We further found from field checks across the country’s six geopolitical regions that “in the Southeast, out of every five prospective registrants in the queue at every INEC registration centre, only one is physically captured or registered; in the South-South, out of every five, only two are captured; in the South-West, out of every five in the native held areas, at least three are captured and in its non-native held areas (Igbo populated areas), out of every five, only one is captured. Also in the native Muslim held areas in the North, out of every five, four are captured; in the non-Muslim native held areas, out of every five, only two are captured; and in the non-native/non-Muslim held areas in the North including rural parts of the FCT, out of every five, only one is captured as a voter.
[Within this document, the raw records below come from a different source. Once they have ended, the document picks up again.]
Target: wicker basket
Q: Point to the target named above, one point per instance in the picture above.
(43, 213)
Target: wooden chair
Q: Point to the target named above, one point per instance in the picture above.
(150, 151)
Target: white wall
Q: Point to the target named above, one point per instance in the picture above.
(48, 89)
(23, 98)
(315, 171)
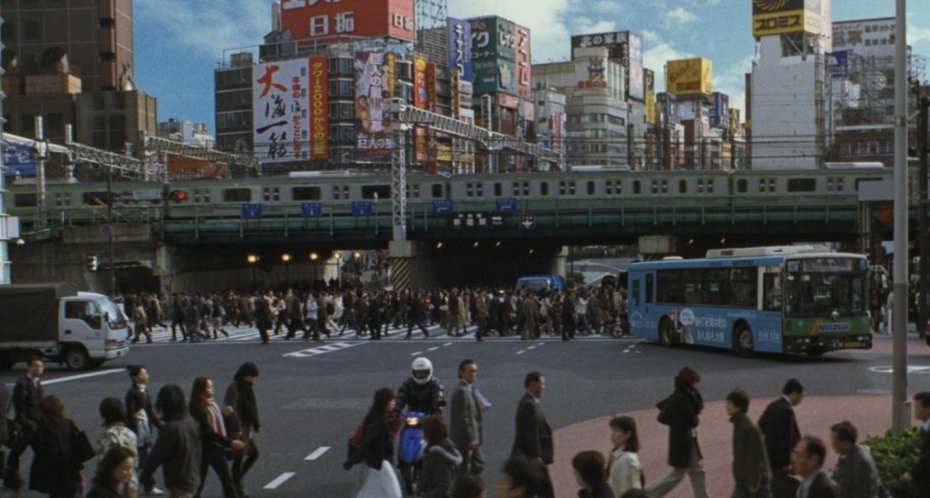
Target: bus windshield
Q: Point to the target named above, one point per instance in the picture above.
(818, 287)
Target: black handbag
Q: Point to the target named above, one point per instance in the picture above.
(81, 448)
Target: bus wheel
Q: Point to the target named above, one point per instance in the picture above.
(666, 333)
(742, 340)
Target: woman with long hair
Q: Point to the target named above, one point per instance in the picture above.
(214, 440)
(377, 478)
(116, 434)
(243, 423)
(588, 467)
(623, 470)
(114, 471)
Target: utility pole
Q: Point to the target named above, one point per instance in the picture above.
(900, 418)
(923, 127)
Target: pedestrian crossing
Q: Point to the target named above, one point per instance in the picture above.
(246, 334)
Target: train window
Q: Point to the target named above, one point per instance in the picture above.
(25, 200)
(375, 192)
(305, 193)
(802, 185)
(237, 195)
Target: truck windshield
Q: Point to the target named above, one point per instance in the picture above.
(115, 317)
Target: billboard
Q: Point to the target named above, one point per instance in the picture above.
(867, 38)
(372, 120)
(19, 160)
(492, 38)
(689, 77)
(590, 72)
(624, 47)
(320, 20)
(460, 48)
(523, 62)
(649, 80)
(775, 17)
(319, 109)
(280, 110)
(494, 75)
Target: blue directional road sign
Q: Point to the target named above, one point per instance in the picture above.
(506, 205)
(442, 206)
(362, 208)
(311, 209)
(251, 210)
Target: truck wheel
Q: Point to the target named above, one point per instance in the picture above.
(76, 358)
(742, 340)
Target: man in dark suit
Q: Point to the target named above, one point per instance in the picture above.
(533, 436)
(919, 475)
(780, 428)
(26, 396)
(465, 428)
(807, 460)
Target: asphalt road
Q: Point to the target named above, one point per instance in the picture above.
(311, 396)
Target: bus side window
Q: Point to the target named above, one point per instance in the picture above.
(649, 286)
(771, 289)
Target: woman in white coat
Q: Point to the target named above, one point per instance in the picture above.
(623, 470)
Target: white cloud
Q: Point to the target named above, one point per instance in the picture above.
(202, 29)
(679, 16)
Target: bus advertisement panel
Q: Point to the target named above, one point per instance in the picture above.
(790, 299)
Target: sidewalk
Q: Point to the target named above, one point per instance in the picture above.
(870, 414)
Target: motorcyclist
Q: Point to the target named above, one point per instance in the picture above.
(421, 392)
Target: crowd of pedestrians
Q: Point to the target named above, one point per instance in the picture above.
(770, 459)
(314, 313)
(139, 436)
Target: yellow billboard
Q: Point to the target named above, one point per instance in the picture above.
(689, 77)
(775, 17)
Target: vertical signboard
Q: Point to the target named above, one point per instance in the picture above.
(319, 109)
(373, 128)
(523, 62)
(460, 48)
(420, 99)
(280, 105)
(320, 20)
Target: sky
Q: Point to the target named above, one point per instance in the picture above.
(179, 43)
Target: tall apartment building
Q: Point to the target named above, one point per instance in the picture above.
(65, 59)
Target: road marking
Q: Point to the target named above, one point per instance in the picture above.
(83, 376)
(317, 454)
(329, 348)
(279, 480)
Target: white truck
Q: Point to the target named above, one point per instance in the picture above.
(55, 321)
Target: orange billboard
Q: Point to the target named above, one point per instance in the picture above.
(320, 20)
(689, 77)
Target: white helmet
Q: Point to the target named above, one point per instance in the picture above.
(422, 370)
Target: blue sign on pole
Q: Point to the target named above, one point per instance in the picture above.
(506, 205)
(442, 206)
(361, 208)
(251, 210)
(311, 209)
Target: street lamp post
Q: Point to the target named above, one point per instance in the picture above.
(286, 259)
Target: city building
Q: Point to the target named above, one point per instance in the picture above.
(788, 108)
(71, 63)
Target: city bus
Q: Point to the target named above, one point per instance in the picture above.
(784, 299)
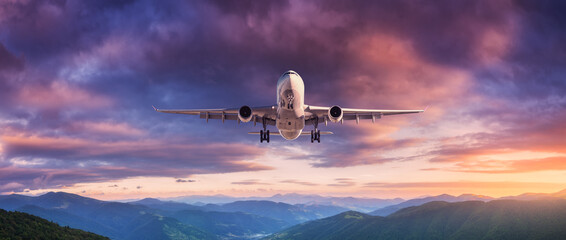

From random interviews we conducted in several quarters especially in the Southeast and some native quarters in the North and the South-West, it was found that several millions of eligible citizens have remained in their homes on account of the above highlighted bureaucratic hitches. Hundreds of thousands have gone to INEC registration centres several times without being captured or registered as voters forcing them back to their homes never to go again. These explain why INEC hurriedly and suspiciously shut down its online fresh/new registration portal since May 30, this year, leaving behind those involving revalidation, transfers and updating only.

There are 15 ways of rigging election and disfranchising citizens. These include shrinking delineation of constituencies, registration and voting centres targeted at a particular ethno-religious group on the grounds of their tribe or religion; inadequate manpower and machines for registration; malfunctioning of registration/voting machines; clandestine creation of registration and polling centres (flying registration/voting centres) across borders for capturing of aliens as registered voters/voters in Nigeria with intent to artificially out-populate other members of the legitimate population and manipulate the demographic and electoral figures, i.e. non-issuance or discriminatory issuance of PVCs to registered voters on the grounds of their ethnicity or religion; registration of minors and aliens as voters with intent to roguishly out-populate other legitimate members of the general population; official padding on continuous basis of the voting figures of particular ethno-religious members of a segment of the general voting population with intent to continuously out-populate others and rig elections particularly the presidential poll in favour of the appointing authorities or institutions or favoured another and organised violence against individual or group citizens seeking to be captured or registered as voters or voters proper so as to massively disenfranchise them on the grounds of their tribe and religion.

Yet others include militarisation of election arenas so as to frighten voters and scare them away on the grounds of their tribe and religion; instigation of group violence and other coordinated attacks against members of another voting population on the grounds of their faith and tribe for purpose of rigging them or their candidates out; system padding up of voting figures and inflation of results to favour another; system programmed failure of voting capturing machines targeted at opposition strong held areas for purpose of mass disenfranchisement of members of the affected voting population; application of strict procedures in the South during voters registration and PVC distribution and relaxation of same including use of proxies such as District Heads in the North; application of strict procedures during presidential election in the South and relaxation of same including use of manual voting protected by group militancy (using radical ethno-religious groups) and security forces in the North.

…Principal Officers of Intersociety who carried out the work are Emeka Umeagbalasi who is a criminologist, Chinwe Umeche who is a legal practitioner and Chidimma Udegbunam, another legal practitioner.